Ensuite le ton de l’histoire évolue. Le côté très sombre, adulte et froid de Morrison fait place à un rythme plus dans la tendance « actioner », les thèmes graves restent présents mais Whedon insuffle une certaine dose d’humour à ses histoires. D’ailleurs l’expérience des séries télévisées de l’auteur se ressent tout particulièrement dans le découpage de l’action et dans les dialogues vraiment excellents.
Pour ce qui est de l’histoire en elle-même, elle voit les X-Men affronter un inconnu, Ord (qui semble leur en vouloir personnellement pour des raisons encore un peu obscures), pendant qu’une éminente généticienne, Kavita Rao, lâche une véritable bombe dans les médias : elle affirme que les mutants ne seraient pas une nouvelle étape dans l’évolution de l’homme, mais les victimes d’une maladie génétique. Maladie à laquelle elle aurait trouvé … un vaccin ! ce qui n’est pas sans susciter l’émoi au sein de la communauté mutante…
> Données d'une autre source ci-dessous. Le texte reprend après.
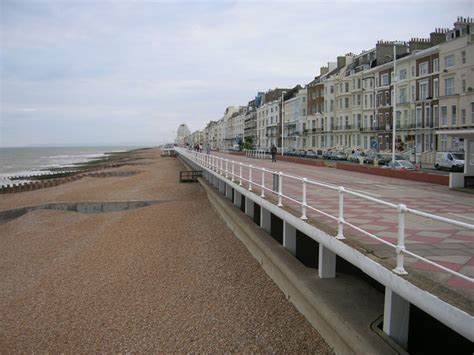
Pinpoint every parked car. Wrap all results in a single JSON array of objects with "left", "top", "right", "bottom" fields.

Au cours de leur enquête, les X-Men vont découvrir que Ord et le docteur Rao sont liés, mais surtout que l’un des leurs qu’ils croyaient mort (depuis Uncanny X-Men #390, en mars 2001) était en fait prisonnier et leur servait de cobaye pour l’élaboration du vaccin : Colossus, le géant à la peau métallique, bien vivant et en pleine forme. Celui-ci rejoint logiquement l’équipe dès sa libération.
Scénaristiquement, Astonishing X-Men démarre vraiment bien, c’est indéniable. Moi qui avais certaines réserves sur Joss Whedon (non seulement il débute dans le monde des comics, mais surtout je suis tout sauf fan de ses séries télé Buffy et Angel…), je dois bien dire qu’il est vraiment à la hauteur du challenge. L’autre grande force de la série, c’est l’orfèvre John Cassaday. Il fait ici plus que confirmer son talent de dessinateur, il le magnifie. Dans son style pseudo-réaliste il introduit du punch, du rythme, de la force et du glamour, c’est je pense son meilleur travail à ce jour (du moins de ce que j’ai déjà pu lire de lui).
Astonishing X-Men est une « grosse machine », et elle tire vers le haut tout l’univers mutant de Marvel qui avait bien besoin d’un nouveau souffle depuis le départ de l’excellent Grant Morrison. Si vous ne deviez lire qu’une série X, choisissez Astonishing X-Men sans hésiter, c’est du tout bon.
(En VO ça se lit dans les épisodes #1-6 de Astonishing X-Men chez Marvel et en VF dans les #1-6 du magazine mensuel Astonishing X-Men chez Panini/Marvel France.)